New Student Team members Elizabeth James (Teesside University) and Chloe Casey (Bournemouth University) talk about their first month as part of SMaRteN, and the training days they attended to prepare for work on research projects on Big Data and Key Questions.
I am an incoming member of the SMaRteN Student Research Team 2019/20, and last month we met formally for the first time at King’s College London for our two-day induction. We had a packed agenda on the first day, starting with (re)introductions from the inaugural conference in December, where some of us got to meet each other for the first time. The focus of the day was the Big Data project, which is something I am really excited by since we will be trying to unpick some of the complexity of student mental health to understand more how various risk factors might interact with each other. We had some informative sessions from outside speakers: from Jenny Smith of Student Minds on student mental health policy including the recently launched University Mental Health Charter, and from RADAR-CNS, a collaborative research project using remote technology to further understand major depressive disorder. We thought about the possible applications to researching student mental health, and even squeezed in some time for a focus group on the student perspective on measuring mental health. All we have to do now is to go back to our universities and run our own!
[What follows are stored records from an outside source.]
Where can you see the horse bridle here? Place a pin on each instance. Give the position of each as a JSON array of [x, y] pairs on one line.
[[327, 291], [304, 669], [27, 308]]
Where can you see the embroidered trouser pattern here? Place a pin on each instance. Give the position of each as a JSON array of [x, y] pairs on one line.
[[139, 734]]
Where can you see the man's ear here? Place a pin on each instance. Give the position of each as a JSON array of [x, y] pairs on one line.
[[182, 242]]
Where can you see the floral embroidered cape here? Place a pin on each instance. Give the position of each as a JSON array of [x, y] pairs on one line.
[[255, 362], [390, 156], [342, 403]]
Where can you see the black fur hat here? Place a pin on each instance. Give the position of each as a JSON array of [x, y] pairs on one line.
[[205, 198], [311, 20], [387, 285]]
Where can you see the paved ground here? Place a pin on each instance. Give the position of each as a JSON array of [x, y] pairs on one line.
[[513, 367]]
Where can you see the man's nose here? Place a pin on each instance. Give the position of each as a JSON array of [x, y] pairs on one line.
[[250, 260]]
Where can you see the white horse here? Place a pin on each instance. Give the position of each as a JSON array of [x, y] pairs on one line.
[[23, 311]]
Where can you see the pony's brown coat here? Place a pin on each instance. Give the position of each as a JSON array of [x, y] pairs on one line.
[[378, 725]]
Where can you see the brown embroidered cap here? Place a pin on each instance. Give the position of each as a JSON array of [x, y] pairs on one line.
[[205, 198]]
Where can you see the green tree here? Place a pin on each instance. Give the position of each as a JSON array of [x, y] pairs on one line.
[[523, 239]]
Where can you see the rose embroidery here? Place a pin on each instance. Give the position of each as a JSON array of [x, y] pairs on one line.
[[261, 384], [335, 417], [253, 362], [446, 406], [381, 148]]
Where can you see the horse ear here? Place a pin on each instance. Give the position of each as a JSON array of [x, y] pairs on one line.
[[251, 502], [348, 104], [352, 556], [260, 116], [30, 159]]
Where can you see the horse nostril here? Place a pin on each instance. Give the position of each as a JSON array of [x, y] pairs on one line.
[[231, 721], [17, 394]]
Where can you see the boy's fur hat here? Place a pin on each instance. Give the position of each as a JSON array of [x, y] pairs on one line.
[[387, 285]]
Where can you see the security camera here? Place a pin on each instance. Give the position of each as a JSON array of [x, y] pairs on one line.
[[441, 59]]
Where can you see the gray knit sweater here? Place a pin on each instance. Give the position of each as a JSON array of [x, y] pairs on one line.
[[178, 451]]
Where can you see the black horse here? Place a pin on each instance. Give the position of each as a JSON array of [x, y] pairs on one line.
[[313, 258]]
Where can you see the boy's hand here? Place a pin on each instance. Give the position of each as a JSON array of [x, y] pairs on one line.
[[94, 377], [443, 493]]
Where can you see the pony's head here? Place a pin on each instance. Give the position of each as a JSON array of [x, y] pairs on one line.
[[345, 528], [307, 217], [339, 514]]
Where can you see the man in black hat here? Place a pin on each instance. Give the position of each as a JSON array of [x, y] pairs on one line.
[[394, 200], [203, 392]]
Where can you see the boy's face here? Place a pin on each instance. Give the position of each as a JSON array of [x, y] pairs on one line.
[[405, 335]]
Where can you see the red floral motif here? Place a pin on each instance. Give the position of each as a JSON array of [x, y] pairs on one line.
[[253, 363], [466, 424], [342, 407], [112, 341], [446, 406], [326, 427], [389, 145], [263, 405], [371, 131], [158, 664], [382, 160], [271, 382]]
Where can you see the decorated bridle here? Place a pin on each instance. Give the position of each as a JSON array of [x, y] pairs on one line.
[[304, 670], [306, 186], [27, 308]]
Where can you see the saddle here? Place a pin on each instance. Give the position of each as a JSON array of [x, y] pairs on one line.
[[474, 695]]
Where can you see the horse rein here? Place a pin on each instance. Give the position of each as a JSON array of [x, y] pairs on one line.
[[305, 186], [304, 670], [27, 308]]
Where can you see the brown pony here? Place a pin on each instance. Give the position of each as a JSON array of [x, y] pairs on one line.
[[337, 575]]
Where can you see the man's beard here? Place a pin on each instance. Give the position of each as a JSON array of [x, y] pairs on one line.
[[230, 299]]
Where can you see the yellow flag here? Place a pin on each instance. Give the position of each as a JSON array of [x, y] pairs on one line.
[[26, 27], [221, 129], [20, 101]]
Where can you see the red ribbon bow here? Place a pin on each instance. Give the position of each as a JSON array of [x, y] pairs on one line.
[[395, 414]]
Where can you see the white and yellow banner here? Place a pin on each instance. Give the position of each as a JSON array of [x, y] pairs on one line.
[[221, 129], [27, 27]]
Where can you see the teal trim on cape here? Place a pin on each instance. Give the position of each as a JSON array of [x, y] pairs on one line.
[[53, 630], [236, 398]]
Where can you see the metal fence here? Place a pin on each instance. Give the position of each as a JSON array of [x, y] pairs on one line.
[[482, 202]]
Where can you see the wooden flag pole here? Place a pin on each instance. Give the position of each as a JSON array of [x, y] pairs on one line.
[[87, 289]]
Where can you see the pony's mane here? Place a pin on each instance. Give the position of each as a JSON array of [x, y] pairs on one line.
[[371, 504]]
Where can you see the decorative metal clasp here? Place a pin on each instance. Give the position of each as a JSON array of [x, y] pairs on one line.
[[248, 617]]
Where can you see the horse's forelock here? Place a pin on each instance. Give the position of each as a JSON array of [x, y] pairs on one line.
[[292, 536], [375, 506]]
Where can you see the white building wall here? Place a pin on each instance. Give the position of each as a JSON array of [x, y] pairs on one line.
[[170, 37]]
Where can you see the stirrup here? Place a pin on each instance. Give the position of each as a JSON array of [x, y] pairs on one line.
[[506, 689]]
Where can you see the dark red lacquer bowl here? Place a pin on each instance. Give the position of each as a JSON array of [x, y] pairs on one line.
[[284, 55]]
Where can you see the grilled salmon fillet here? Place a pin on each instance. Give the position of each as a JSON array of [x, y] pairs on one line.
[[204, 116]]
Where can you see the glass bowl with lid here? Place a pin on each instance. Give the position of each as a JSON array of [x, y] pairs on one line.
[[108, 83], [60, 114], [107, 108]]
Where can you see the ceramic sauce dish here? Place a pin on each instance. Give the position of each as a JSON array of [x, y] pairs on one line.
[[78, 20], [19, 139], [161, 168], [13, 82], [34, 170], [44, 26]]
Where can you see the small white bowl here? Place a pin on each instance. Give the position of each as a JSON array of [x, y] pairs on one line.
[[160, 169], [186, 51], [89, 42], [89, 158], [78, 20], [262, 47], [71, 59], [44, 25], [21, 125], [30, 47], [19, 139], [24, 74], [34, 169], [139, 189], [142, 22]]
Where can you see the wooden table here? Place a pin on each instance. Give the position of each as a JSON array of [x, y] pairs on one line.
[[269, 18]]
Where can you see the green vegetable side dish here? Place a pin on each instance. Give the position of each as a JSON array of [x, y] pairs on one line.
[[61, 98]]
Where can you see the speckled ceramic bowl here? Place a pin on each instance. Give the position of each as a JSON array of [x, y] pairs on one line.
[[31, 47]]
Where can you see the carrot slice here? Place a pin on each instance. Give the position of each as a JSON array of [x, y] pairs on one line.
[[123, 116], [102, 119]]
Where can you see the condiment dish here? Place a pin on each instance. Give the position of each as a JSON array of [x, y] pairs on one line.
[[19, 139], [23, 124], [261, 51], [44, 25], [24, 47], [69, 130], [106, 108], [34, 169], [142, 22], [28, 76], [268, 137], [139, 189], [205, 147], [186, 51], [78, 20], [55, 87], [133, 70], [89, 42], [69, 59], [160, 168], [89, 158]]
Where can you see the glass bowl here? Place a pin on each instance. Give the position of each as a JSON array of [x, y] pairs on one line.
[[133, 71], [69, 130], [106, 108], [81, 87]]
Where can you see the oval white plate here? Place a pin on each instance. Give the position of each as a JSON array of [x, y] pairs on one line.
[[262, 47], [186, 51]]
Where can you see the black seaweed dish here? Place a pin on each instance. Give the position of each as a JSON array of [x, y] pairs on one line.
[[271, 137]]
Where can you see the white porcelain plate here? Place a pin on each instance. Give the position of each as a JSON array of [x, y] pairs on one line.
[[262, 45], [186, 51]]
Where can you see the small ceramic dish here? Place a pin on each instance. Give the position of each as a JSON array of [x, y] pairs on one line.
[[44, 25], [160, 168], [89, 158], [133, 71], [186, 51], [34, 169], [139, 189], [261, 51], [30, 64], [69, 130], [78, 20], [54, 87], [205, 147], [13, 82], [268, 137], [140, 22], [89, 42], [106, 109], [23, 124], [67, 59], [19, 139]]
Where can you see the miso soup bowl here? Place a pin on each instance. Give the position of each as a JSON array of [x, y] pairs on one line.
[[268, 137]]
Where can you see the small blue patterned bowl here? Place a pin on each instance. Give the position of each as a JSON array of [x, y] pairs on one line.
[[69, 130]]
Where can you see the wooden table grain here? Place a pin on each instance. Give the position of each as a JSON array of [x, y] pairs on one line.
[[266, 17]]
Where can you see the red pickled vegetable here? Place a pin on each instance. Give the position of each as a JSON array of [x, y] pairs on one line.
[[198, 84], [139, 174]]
After a full day of training and getting to know each other better, the Student Research Team were excited to get stuck into Day 2. For most of the day we focused on Smarten’s research project: Key Questions. Smarten’s goal is for students to be truly represented in shaping future research in student mental health. So, as well as involving us Student Research Team members in every project they are also keen to hear from students: What research questions do you think need answering?
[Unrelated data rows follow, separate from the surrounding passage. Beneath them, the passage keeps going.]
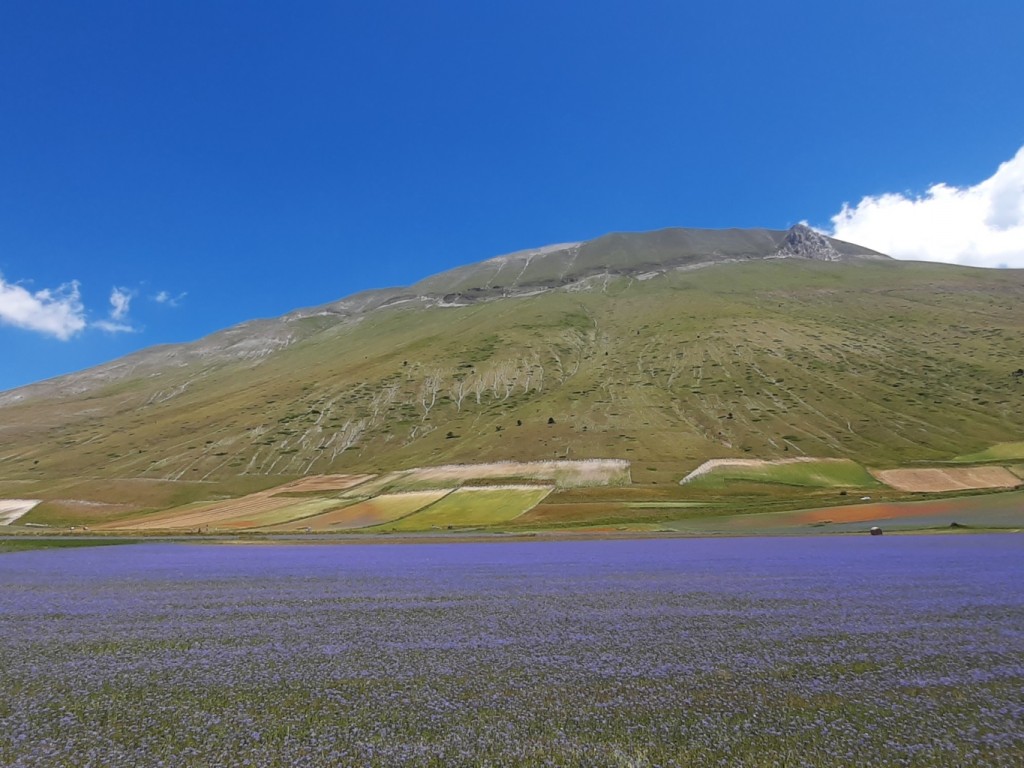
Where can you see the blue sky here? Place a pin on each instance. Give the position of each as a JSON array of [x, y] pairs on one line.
[[205, 163]]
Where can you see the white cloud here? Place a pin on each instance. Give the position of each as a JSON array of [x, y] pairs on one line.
[[116, 322], [120, 302], [54, 312], [980, 225], [165, 298], [114, 327]]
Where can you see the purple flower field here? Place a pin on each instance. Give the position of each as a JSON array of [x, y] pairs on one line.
[[818, 651]]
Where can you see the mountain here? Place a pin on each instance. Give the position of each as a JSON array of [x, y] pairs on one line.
[[666, 348]]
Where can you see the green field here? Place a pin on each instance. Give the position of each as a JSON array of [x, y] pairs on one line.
[[820, 474], [999, 452], [471, 508], [28, 544]]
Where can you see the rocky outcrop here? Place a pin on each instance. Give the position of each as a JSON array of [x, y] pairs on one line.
[[804, 243]]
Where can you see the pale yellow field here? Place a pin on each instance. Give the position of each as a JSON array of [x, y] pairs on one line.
[[473, 508], [369, 512], [953, 478]]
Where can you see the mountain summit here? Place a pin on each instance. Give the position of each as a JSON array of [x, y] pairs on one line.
[[663, 348]]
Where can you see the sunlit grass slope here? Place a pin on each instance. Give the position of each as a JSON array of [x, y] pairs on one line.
[[880, 363]]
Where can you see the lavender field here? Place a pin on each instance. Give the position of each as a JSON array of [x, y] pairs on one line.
[[823, 651]]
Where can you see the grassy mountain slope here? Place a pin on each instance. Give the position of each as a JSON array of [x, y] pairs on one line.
[[882, 361]]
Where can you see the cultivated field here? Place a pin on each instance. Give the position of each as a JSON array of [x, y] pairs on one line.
[[803, 471], [826, 651], [303, 498], [954, 478], [1004, 511], [12, 509], [363, 514], [560, 473], [999, 452], [473, 507]]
Hundreds of students from around the UK have already taken part in this survey by providing some demographic information and the 3 questions they think student mental health researchers should be focusing on. As a student mental health researcher, I was thoroughly enjoying sifting through the thousands of questions! I was especially pleased to see so many questions addressing the experiences of PhD and postgraduate researchers, something that is seldom the focus of research.
Our job for the day was to take the many questions, identify duplicates and begin to create themes and sub-themes. We did this by visually displaying the questions on boards and working together to define the categories. This included hours of discussions, debates, tea and biscuits. But finally, we clarified the themes then chose the ones we would most enjoy working on.
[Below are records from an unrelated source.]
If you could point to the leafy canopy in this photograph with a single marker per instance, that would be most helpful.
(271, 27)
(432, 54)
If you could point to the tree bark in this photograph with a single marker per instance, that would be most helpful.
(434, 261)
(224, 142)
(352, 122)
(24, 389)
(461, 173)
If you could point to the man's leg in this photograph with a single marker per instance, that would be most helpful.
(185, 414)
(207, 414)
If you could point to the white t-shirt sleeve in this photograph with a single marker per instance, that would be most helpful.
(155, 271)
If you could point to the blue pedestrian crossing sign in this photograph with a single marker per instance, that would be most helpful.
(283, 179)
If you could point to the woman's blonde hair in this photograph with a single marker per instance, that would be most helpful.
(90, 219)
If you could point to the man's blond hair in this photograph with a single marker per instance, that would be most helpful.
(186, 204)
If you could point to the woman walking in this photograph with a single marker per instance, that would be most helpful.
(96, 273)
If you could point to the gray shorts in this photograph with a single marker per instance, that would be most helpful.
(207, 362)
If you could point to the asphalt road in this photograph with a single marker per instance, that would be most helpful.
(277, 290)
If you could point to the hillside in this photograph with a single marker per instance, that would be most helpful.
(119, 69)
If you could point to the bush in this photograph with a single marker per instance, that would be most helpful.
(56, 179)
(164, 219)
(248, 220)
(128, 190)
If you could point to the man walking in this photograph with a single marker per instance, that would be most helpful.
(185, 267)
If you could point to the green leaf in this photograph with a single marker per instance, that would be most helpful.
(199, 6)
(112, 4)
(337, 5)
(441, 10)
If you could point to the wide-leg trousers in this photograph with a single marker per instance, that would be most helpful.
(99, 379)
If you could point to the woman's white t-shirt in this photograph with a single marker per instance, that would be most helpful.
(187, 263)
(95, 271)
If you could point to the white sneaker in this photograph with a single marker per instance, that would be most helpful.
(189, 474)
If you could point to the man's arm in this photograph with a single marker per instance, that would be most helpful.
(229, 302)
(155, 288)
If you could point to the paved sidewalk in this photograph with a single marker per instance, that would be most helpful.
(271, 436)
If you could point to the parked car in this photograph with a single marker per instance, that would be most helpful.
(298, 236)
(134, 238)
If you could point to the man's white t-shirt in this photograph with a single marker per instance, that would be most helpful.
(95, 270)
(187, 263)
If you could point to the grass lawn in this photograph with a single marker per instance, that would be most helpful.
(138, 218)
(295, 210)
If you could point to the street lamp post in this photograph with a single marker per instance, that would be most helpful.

After receiving some training on formulating research questions and literature searching our 2-day induction came to a close. We left with heads full of ideas and envelopes full of your key questions.
Our aim before our next catch-up is to search existing UK student mental health literature to see which of your questions have already been answered and which require further exploration. Smarten’s dissemination plan for this project is to provide students with a resource or reading list for the questions that researchers have already covered and to use your unanswered questions to inform future research questions.
This is just another example of how Smarten co-produce all of their projects with students and engage them at every stage of their research cycle. I am really looking forward to working on the Key Questions as it is a valuable project with a very useful, practical output. We look forward to sharing the results with you!
Doctoral student of Counselling Psychology at Teesside University.
PhD student from Bournemouth University researching the mental health and wellbeing of postgraduate researchers.